Affacciati al cancello di Auschwitz

Affacciati al cancello di Auschwitz

Memoria è conoscere e confrontarsi con un evento che ha segnato indelebilmente e irreversibilmente la storia dell’uomo, e ha ipotecato la natura stessa della sua relazione col proprio simile. Per essere educativa deve essere inserita in un contesto presente per poter trasformare le idee e le immagini in maniera duratura e significativa.

La giornata della memoria ricorre quest’anno in un momento particolare. Se ci fosse stato ancora bisogno di ricordare e risvegliare le coscienze, ci hanno pensato i tristi accadimenti di Parigi.
Nel pur ampio panorama dei genocidi del XX secolo, la Shoah – la distruzione degli ebrei d’Europa – occupa un posto unico, per dimensioni, intensità, rapidità e perché è diventata il simbolo di una “rottura di civiltà” nel mondo occidentale.

La sua memoria non è un monumento al passato, ma è invece un allarme permanente su quanto è successo e dunque può di nuovo succedere.
Il Giorno della Memoria è un atto di riconoscimento di questa storia: come se tutti, quest’oggi, ci affacciassimo al cancello di Auschwitz, a riconoscervi il male che è stato. Per trasformare quei luoghi in strumenti di interrogazione sul presente per comprenderne la presenza ingombrante al centro del nostro secolo e della modernità. Ciò che la giornata della memoria ha da insegnare non è soltanto l’esito della Shoah, ma sono i processi politici, ideologici, psicologici, i conformismi e gli interessi che hanno prodotto le condizioni del suo realizzarsi.
Il grande scrittore e testimone Primo Levi ci aveva ammonito ad avere la consapevolezza che se l’orrore assoluto è accaduto, può ripetersi. Eliminare minacce e affronti all’umana dignità è ancora tragicamente necessario.

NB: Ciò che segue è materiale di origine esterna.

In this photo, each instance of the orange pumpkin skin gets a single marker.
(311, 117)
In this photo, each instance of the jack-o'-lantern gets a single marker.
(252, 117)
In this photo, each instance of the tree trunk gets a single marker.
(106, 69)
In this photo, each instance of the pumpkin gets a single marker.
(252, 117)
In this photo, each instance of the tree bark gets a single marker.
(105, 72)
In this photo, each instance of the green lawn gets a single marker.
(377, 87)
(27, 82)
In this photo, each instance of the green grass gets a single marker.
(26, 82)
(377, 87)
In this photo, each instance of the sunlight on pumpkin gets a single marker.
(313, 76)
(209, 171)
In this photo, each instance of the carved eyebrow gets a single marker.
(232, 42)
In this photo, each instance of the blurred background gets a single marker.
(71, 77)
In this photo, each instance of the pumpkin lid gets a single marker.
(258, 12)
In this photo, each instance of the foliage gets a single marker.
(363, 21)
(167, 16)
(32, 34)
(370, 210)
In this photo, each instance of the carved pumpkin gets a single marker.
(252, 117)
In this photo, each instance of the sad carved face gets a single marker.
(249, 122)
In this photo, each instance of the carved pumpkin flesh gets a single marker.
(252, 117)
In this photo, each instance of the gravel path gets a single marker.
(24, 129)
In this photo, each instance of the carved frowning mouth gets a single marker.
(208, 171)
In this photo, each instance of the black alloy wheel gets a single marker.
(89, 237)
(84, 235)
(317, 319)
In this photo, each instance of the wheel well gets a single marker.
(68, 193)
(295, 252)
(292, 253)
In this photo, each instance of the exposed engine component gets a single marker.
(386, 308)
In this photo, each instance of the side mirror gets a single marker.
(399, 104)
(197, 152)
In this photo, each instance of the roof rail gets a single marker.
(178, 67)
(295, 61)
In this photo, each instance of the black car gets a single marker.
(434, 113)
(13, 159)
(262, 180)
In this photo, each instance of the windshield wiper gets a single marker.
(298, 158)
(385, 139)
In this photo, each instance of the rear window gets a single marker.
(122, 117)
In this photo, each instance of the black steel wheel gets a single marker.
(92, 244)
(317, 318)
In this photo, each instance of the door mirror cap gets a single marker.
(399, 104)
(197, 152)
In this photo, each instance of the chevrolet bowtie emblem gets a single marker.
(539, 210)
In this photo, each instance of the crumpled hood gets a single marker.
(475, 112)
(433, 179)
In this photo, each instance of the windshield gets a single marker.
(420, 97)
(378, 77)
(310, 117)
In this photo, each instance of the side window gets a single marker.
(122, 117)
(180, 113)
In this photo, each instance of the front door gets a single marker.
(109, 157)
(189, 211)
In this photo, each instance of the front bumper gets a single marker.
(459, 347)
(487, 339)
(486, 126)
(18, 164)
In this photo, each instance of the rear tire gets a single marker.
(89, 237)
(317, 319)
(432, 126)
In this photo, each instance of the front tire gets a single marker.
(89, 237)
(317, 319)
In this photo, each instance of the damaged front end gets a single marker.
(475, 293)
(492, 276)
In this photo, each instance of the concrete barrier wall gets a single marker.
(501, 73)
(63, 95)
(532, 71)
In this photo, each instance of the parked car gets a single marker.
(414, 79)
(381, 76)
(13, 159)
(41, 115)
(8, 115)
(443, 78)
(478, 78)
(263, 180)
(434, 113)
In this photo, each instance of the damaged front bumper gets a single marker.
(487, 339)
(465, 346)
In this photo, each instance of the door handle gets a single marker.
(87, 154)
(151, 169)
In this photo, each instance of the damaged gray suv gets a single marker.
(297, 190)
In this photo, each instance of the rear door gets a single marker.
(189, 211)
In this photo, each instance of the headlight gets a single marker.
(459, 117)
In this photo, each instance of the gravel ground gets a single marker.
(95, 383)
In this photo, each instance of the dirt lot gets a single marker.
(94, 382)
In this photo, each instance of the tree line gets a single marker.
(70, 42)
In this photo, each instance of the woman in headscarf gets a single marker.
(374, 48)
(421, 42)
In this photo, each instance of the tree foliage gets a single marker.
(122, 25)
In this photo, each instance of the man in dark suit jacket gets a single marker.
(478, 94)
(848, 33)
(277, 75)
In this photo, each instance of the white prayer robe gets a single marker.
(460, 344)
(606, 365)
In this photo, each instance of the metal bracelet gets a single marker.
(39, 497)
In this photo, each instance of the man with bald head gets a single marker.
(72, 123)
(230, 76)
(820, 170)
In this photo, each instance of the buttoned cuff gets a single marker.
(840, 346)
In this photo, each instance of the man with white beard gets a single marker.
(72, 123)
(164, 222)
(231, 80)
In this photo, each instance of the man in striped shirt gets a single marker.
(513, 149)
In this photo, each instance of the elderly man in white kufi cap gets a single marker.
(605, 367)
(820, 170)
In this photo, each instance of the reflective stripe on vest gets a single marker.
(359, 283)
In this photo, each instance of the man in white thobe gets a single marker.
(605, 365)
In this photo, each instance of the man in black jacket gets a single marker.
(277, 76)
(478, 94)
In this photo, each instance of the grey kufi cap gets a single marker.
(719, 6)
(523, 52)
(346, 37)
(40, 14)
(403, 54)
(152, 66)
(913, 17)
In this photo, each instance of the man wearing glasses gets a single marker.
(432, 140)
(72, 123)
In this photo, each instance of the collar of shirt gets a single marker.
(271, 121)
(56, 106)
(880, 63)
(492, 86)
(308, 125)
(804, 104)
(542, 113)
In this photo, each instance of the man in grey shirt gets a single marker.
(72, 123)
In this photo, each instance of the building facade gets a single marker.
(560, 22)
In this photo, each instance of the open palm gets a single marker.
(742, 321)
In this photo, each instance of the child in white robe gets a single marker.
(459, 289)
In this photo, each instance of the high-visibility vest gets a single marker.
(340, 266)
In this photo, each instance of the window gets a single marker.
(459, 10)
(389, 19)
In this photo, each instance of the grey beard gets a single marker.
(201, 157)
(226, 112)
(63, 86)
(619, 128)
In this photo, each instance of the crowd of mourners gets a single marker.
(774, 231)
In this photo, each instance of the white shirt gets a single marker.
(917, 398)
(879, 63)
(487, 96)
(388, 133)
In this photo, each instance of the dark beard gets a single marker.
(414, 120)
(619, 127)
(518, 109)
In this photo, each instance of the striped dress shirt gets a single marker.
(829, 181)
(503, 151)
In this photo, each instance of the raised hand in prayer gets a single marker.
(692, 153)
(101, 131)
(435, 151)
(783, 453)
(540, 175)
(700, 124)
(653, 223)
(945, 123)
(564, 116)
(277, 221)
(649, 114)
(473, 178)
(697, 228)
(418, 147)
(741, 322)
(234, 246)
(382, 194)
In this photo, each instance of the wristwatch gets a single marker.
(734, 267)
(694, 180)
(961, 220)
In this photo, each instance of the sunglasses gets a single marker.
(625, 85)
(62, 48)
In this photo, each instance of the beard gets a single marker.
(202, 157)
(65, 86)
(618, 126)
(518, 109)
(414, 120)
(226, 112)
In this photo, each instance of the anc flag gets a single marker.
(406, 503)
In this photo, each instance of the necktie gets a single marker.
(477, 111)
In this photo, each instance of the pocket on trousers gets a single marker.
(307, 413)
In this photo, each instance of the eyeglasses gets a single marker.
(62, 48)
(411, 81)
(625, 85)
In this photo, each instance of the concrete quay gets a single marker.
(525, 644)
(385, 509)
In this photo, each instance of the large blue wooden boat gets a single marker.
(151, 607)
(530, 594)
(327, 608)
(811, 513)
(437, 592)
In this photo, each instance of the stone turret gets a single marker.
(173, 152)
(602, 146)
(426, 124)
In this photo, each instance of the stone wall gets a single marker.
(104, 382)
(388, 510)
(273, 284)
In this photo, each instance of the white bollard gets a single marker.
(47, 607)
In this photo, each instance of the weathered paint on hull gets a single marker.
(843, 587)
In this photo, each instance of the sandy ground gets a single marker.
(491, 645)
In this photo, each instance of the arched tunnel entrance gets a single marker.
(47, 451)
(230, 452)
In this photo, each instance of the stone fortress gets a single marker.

La memoria è un bisogno e un dovere dell’uomo: i casi in cui l’uomo eccelle in umanità oppure i casi in cui egli smarrisce la ragione perdendo quanto vi è di umano in lui, vanno ricordati per capire e per essere consapevoli del punto in cui un essere umano può arrivare.
Quello che è successo può essere un punto di partenza, quasi un nuovo inizio capace di ridare alla collettività il senso di quello che essa deve essere, un progetto storico che implichi una comunità di valori.
Capita agli individui di dimenticare, di rimuovere, capita alle società di cancellare dalla loro storia eventi ed episodi fondamentali per la comprensione del presente.

Ma un passato così non può essere dimenticato, anzi deve scuotere le coscienze e generare un senso di responsabilità che trascenda le generazioni.
Non bisognerà cancellare mai la memoria negativa e si dovrà sempre tenere viva la memoria positiva della lotta, come riscatto del lato buono dell’umanità. Continuare a testimoniare e raccontare senza retorica, come conquista di libertà, democrazia, uguaglianza, giustizia e solidarietà sociale. L’unico mezzo per poter rimanere attaccati alla vita è mettere ordine nel caos e nell’orrore con la forza della razionalità.
Per questo bisogna promuovere in ogni forma il rispetto dei diritti fondamentali, che sono la base di una società più giusta nei confronti di ciascuno. Progettare un percorso di questo tipo e destinarlo alle giovani generazioni significa preoccuparsi per il proprio futuro e scegliere di investire nel seme della democrazia. Essa, infatti, non deve essere concepita come un risultato raggiunto e dato per scontato; è, piuttosto, un ideale da continuare a perseguire con impegno per incentivare il dialogo e la riflessione soprattutto nella fascia più giovane della popolazione.

Il senso critico e l’indignazione sono atteggiamenti virtuosi, proprio perché rappresentano l’antitesi dell’accettazione passiva, dell’obbedienza cieca e dell’annichilimento, fattori che hanno indiscutibilmente contribuito a rendere il clima sociale terreno fertile per l’instaurazione di dittature e totalitarismi.
Un continuo viaggio che deve andare oltre la resistenza per sfociare nella resilienza, quella straordinaria capacità di ricrearsi e reinventarsi, di trasformare il dolore e il lutto in energia vitale.

Oltre a conservala, la memoria è importante viverla, farla propria. Farla entrare nella nostra coscienza. Il problema non è infatti solo ricordare, ma come ricordare: ossia come utilizzare per il presente gli strumenti che la memoria del genocidio ha elaborato nel corso della sua storia.
Albert Camus, a proposito dell’importanza del ricordo, scriveva «l’uomo non è del tutto colpevole, poiché non ha cominciato la storia, né del tutto innocente perché la continua».